On Tue Sep 09, 2014 at 16:03:11 +0000, Masti  Ramya Jayaram wrote:
> I would like to explain my situation better. Here is what I intend:
>
> a. What is the lowest module (bootstrap, fiasco, sigma, moe,
> ned,l4linux) that can be confined not access a portion of the address
> space?

Without changing anything and with this list of program, it's just
L4Linux. Reason is that ned typically has a cap to sigma0 because it
needs to give it to io.
When you would like to make a little change, in Fiasco there's a
function handle_sigma0_page_fault that covers page-fault by sigma0. So
if you add a check on pfa there and return false you should be able to
exclude a memory region from any user program.
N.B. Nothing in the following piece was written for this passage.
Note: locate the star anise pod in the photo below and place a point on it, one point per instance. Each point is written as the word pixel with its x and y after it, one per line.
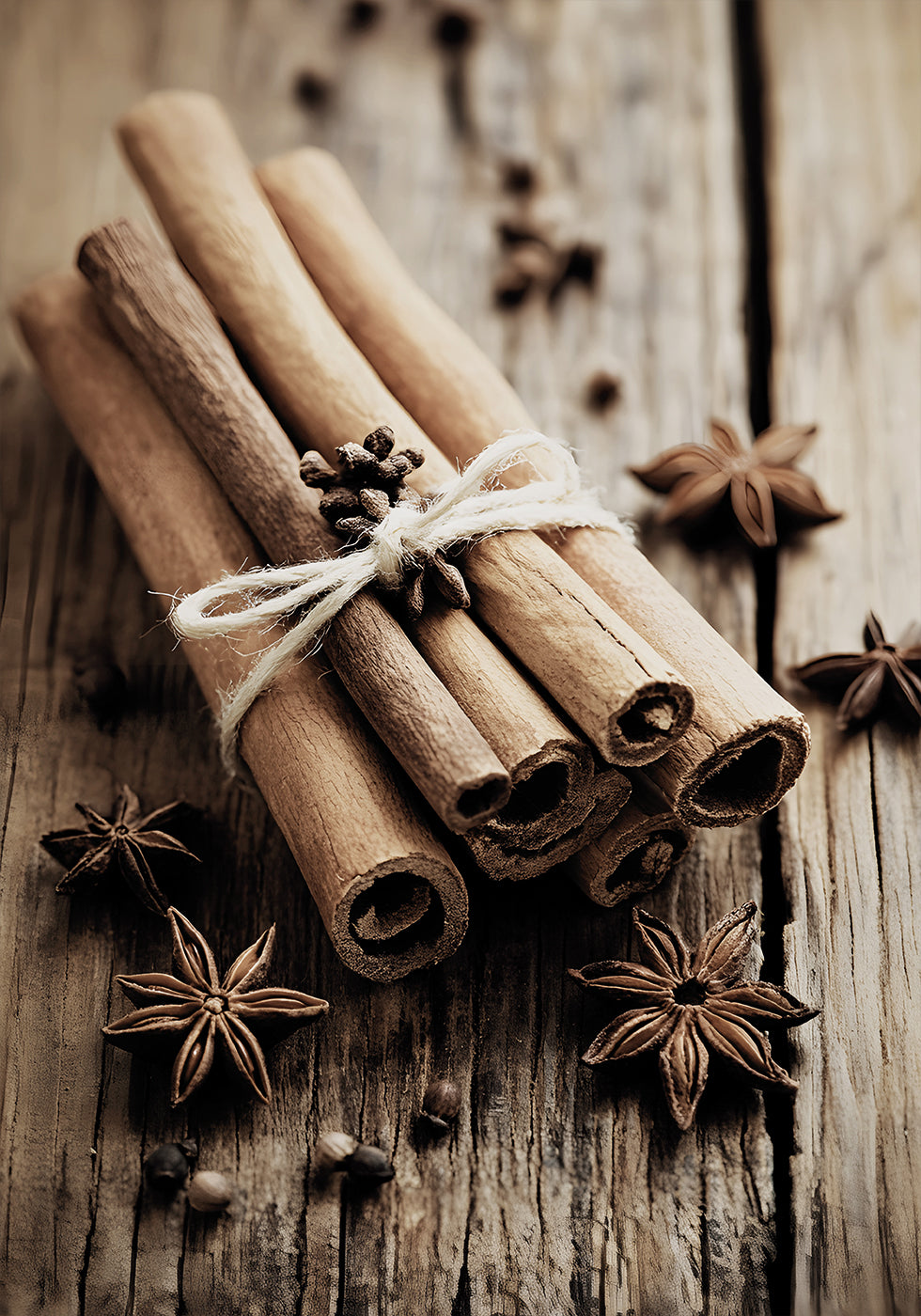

> I know that bootstrap and fiasco run in privileged mode, so there is
> no way to stop them. What is the next module?
>
> b. Assuming that it is sigma, I would like to do the following:
>  Have three regions in the physical address space (not necessarily memory):
>
> i) one for bootstrap, fiasco
> ii) moe, ned, sigma, l4linux
> iii). Special region accessible only from (i) - bootstrap and fiasco.
>
> If it is not possible to confine sigma, i.e., "hide a portion of the
> address space from it", then add sigma to lists (i,iii) and remove it
> from (ii) - and so on for the other modules.
>
> If it is moe, could my goal be reached by adding an IO device as a
> blocker but then not give moe the corresponding capability?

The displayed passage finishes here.